A siete kilómetros de Sofía (Bulgaria), una antigua base militar alberga a cientos de hombres que huyen de la guerra en Siria, Afganistán o Irak. En el centro de detención de Busmantsi, financiado por la Unión Europea con 90 millones de euros para ampliaciones, los internos viven hacinados en celdas de treinta personas sin retretes ni agua corriente, según ha detallado un extenso reportaje del New York Times. Por la noche, los guardias cierran las puertas a las diez y no las abren hasta las siete de la mañana. Los hombres orinan por las ventanas y vomitan en bolsas de plástico. Un cartel a la entrada presume de seis millones de fondos comunitarios. Es el modelo que Bruselas ha perfeccionado en la frontera más vigilada del continente.
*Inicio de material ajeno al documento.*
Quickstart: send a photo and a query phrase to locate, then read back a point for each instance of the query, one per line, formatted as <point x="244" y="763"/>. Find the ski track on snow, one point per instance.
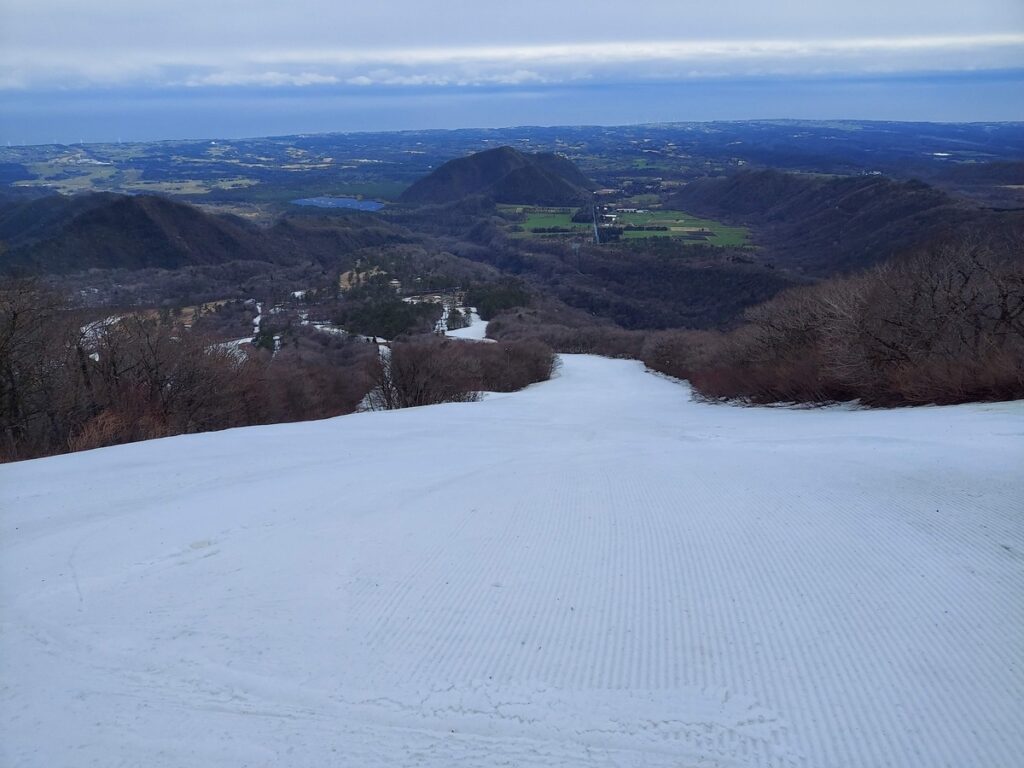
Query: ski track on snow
<point x="593" y="571"/>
Alemania deporta ya cinco veces más personas a Bulgaria que en 2022, amparándose en la normativa europea que obliga a solicitar asilo en el primer país de entrada. Hesham, un sirio de 27 años que trabajaba de sastre en Damasco e Istanbul, logró llegar a Sajonia-Anhalt, donde le esperaba su hermana, a la que no veía desde hacía once años. Aprendió alemán y una nave de Amazon le ofreció un contrato. Pero la policía alemana lo detuvo, lo esposó y lo subió a un avión con destino a Sofía. El piloto se negó a despegar al verlo forcejear. Lo liberaron. Dos semanas después, cuando acudió a renovar su tarjeta de identidad, volvieron a arrestarlo. Ahora cumple su tercer internamiento en Busmantsi. Los funcionarios búlgaros le ofrecen 150 euros a cambio de regresar a Damasco, ahora bajo el control de los herederos de Al Qaeda. Él se niega: su casa fue bombardeada y su padre, detenido en un control hace trece años, sigue desaparecido.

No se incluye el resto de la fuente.